Yep, I’m on a roll, because I can’t get these off my mind, and I want to tell you about them, but I don’t want to do a whole post about each one, so we’ll call it a “review roll call.”
The Imitation Game
If you don’t see any other movie this winter, please go see this one. I knew almost nothing about Alan Turing and his contribution to the Allies’ winning of World War II. His invention of the machine that broke the unbreakable German Enigma code-writing machine probably ended the war at least two years earlier than it might have ended, and saved millions of lives, possibly upwards of 14 million. Not to mention that his invention was basically the very first computer, and we can thank him for the ability to do what we’re doing here. Benedict Cumberbach was perfect for this role, and he deserves his nomination for an Academy Award. I was on the edge of my seat the entire movie, and was moved to tears over what the British authorities did to this man because of the antiquated laws that were on the books at that time. I would have read Andrew Hodges’ book, Alan Turing: The Enigma, which inspired the movie, first, but I didn’t know about it until after. I’m on the library’s waiting list, number 70.
A Child Called “It”, The Lost Boy, etc.
I bought the series of books by Dave Pelzer about his horrific, disturbing childhood a few years ago, only recently read the first two. What his mother, if you can call her that, did to him, along with the passive consent of his father, goes beyond the scope of human imagination. His story is compelling and horrible, and I could only get through the first two books. I admire the fact that he was able to overcome his early life, and yes, even forgive his parents, but reading about it was so depressing that I probably should have stopped somewhere in the first book. But I did want to see how he managed to survive, and once I determined that he did and was fairly normal (maybe), I had to quit. Mr. Pelzer is not a very good writer. It’s only because of the nature of his story that one wants to continue reading.
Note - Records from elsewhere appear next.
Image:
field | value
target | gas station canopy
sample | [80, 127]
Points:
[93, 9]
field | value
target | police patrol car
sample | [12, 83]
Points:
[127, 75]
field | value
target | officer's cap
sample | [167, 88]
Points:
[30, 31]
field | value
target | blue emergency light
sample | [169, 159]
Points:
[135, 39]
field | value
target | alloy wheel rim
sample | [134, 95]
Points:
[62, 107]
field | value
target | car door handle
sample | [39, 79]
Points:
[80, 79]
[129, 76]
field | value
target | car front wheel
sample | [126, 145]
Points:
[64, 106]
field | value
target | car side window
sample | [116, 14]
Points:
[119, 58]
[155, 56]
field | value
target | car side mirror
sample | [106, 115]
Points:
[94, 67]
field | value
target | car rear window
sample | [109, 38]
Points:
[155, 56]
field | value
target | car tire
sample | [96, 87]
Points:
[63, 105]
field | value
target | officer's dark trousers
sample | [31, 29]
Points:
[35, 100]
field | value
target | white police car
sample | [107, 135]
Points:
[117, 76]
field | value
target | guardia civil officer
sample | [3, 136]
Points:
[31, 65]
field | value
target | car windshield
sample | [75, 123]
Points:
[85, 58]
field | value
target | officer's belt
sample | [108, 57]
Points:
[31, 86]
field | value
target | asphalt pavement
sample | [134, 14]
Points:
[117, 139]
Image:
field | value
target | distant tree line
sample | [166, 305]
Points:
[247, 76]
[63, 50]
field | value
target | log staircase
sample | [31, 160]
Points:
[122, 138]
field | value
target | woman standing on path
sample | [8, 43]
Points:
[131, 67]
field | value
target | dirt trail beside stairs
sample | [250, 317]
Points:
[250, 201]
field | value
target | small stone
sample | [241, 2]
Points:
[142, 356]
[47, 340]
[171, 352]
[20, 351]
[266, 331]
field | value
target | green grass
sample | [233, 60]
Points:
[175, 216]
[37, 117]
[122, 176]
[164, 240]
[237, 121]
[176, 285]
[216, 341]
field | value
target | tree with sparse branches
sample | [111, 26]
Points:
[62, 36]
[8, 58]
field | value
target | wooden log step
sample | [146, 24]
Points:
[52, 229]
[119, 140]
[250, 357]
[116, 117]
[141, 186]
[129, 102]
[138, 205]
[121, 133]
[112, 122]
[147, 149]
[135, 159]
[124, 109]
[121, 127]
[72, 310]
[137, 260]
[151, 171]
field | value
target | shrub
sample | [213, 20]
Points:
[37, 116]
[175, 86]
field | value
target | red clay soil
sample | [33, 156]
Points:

Nora Ephron’s I Feel Bad About My Neck and other thoughts on being a woman
I love Nora Ephron, and I hate that we can no longer hear her voice, except in the re-watching of classics like “Sleepless in Seattle”, “Heartburn”, “You’ve Got Mail”, etc., and re-reading her books. I have to confess, I’ve only read I Feel Bad About My Neck. I loved it, and it was a quick read, because she writes light and breezy, kind of the way we blogging ladies write in our blogs almost daily or weekly. Then I realized, all of us writers of blogs are basically just one book publishing deal away from being a Nora Ephron. Her style reminded me so much of the writing that I see in my Reader on a daily basis. So, thank you, ladies, for giving me laughs, and tears, and information about things I knew very little about, and camaraderie. Most of all, that. We’re all Nora Ephrons.